Building and installing LPSD
Before doing anything you should enable logging in to your firewall
if you have not done so yet. If you are using nftables refer to their wiki
nft add rule filter input log) if you don’t know how to do
that (it’s very trivial). If you are using iptables it can be enabled
iptables -A INPUT -j LOG” or something like that.
Ideally, you may want to only log the blocked traffic to keep the log
file sizes down. After enabling logging, entries should start appearing
in the syslog or kern.log file.
The source code is available in Gitlab and Github, just use the one you prefer.
After cloning the repository the program can be installed with “install” target or just built with “all” target (if you don’t want to make an installation).
# make install
gcc -Wall -std=gnu17 -O2 -pthread lpsd.c -o lpsd
install lpsd /usr/bin/
gzip man/lpsd.1 -c > man/lpsd.1.gz
install -m 644 man/lpsd.1.gz /usr/share/man/man1/lpsd.1.gz
The install target also installs a man page “lpsd(1)”, so refer to that if the information provided in the help isn’t enough.
First a short introduction to LPSD’s features:
- It can read log from a file or multiple files.
- The log can also be read from the standard user input.
- Results can be exported to file or CSV file.
- Dates can be filtered based on month or day.
- Threads can be utilised when finding port scans.
- Log entries can be reordered if they are not in order already.
So nothing too fancy but that’s the point.

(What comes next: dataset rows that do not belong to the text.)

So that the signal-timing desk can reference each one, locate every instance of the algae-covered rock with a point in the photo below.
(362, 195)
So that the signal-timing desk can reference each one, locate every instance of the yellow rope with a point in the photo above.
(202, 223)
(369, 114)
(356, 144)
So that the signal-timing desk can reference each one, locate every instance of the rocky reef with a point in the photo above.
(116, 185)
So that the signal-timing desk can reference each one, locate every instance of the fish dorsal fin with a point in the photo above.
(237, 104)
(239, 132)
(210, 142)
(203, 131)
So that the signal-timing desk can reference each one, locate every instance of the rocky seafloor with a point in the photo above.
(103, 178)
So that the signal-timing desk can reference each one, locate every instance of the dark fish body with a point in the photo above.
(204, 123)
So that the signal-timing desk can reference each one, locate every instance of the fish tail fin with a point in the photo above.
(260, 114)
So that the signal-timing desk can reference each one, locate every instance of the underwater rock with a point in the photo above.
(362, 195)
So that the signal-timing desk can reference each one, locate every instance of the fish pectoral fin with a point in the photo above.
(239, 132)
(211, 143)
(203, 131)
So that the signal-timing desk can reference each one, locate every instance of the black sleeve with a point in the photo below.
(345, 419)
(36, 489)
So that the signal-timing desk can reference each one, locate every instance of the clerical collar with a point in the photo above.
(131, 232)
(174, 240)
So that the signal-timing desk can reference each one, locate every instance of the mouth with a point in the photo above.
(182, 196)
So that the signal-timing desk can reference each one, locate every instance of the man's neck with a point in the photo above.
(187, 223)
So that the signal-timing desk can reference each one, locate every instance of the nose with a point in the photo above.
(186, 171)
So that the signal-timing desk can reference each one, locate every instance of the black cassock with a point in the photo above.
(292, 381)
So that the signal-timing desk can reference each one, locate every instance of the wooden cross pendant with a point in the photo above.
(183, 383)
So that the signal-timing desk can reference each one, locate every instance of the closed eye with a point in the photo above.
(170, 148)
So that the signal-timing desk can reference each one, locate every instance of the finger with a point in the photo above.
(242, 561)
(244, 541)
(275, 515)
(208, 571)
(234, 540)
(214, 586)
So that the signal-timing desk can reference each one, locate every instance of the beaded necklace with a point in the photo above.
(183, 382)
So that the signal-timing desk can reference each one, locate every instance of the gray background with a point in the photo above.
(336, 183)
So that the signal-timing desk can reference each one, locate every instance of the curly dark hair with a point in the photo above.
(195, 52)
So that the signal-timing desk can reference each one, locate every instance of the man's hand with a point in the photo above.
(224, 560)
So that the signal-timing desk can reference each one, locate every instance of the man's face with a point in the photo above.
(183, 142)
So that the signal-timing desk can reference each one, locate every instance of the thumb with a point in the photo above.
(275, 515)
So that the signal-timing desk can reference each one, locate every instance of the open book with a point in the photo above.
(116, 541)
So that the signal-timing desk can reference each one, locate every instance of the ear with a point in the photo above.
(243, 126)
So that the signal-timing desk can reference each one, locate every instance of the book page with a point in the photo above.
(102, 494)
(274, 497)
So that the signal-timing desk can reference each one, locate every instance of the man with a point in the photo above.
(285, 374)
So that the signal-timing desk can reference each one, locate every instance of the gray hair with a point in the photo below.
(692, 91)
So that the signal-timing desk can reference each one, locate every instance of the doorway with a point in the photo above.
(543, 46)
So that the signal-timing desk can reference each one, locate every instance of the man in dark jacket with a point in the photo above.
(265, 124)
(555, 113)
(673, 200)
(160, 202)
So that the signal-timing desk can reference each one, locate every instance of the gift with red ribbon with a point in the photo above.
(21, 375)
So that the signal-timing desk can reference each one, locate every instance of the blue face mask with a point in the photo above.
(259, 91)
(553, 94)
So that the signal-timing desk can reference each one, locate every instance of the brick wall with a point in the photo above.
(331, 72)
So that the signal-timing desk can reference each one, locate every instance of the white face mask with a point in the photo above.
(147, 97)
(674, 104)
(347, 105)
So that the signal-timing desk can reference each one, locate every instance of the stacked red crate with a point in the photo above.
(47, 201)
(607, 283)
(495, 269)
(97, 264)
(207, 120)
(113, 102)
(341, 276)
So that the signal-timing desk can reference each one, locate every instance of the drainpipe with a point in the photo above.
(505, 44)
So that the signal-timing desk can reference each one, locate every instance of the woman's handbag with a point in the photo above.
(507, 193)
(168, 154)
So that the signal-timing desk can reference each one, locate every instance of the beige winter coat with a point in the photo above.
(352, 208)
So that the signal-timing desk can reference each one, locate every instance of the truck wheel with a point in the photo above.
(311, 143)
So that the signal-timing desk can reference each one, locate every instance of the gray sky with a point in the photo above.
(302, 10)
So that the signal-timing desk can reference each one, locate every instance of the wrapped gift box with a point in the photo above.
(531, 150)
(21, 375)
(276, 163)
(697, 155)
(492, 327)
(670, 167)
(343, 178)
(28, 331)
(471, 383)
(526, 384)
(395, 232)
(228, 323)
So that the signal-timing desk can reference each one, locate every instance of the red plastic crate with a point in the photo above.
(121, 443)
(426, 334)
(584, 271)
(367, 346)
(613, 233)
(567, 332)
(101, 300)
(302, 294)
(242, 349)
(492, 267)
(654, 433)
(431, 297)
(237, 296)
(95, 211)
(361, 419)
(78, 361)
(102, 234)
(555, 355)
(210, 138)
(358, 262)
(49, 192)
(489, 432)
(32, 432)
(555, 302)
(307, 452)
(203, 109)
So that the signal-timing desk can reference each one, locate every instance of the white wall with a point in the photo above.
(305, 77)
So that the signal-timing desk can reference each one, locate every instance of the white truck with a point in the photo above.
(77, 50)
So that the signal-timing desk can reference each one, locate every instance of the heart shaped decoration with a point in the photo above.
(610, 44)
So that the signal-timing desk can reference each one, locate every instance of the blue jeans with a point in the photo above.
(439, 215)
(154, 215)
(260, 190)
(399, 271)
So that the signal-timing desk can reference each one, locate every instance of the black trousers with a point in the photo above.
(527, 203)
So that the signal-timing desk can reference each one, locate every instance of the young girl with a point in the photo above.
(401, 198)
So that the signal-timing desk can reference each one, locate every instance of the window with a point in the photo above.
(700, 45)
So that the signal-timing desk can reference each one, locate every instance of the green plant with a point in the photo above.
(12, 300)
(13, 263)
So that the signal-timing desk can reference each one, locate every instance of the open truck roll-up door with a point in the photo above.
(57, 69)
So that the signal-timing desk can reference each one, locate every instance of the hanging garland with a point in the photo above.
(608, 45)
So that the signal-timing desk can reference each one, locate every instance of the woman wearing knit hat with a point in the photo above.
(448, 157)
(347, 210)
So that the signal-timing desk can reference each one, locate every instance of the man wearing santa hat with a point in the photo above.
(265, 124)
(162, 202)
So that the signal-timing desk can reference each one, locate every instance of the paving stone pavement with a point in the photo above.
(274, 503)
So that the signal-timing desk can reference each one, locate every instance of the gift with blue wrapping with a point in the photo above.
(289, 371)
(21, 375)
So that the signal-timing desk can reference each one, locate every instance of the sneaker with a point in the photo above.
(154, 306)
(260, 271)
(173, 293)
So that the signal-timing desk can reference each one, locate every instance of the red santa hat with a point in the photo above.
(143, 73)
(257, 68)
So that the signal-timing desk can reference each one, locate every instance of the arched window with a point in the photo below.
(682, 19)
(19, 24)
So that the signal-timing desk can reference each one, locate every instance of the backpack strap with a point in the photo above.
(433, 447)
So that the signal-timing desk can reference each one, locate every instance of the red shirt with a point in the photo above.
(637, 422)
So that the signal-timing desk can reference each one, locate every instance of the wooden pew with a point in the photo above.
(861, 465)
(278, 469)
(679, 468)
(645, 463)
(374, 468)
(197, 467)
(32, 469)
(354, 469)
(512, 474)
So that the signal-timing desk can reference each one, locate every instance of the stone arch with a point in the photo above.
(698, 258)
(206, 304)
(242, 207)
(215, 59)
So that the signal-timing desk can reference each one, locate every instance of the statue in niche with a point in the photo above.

Do one thing and do it well (not sure about that last point:)).
The usage is fairly simple but there are some examples to give some idea (real IPs on the output so I censored them):
$ lpsd -i kern.log --date 03-22
2022-03-22 04:05:58 141.101.196.xxx 23 ports
2022-03-22 06:55:53 221.165.156.xxx 8 ports
2022-03-22 10:53:44 91.243.44.xxx 31 ports
2022-03-22 11:57:13 91.243.44.xxx 27 ports
2022-03-22 13:59:06 45.33.64.xxx 26 ports
2022-03-22 17:05:53 89.248.165.xxx 5 ports
Works also with IPv6:
$ lpsd -i kern.log
2022-04-08 17:20:59 2002:c000:0203:0000:0000:0000:0000:0002 1000 ports
2022-04-08 17:23:40 2002:c000:0203:0000:0000:0000:0000:0003 1000 ports
2022-04-08 17:24:16 2002:c000:0203:0000:0000:0000:0000:0004 1000 ports
2022-04-08 17:24:36 2002:c000:0203:0000:0000:0000:0000:0005 1000 ports
2022-04-08 17:25:00 2002:c000:0203:0000:0000:0000:0000:0006 1000 ports
Reporting port scanners to abuseipdb
You may want to report these IP addresses to abuseipdb or some equivalent. I have written a script for this purpose, so you may want to check it out. It parses the CSV output of LPSD and prepares it for a bulk report.
Gitlab and Github.
Why C? Why not Python, Rust etc.?
Short answer: because C is fast and I’m familiar with it.
I want this to be able to run with low power devices with the smallest overhead possible, so Python is ruled out. Rust could be another option, but C is generally more performant and has lower memory usage (I don’t say this as an absolute), and C and its ecosystem are more mature. Overall Rust is an overhyped language.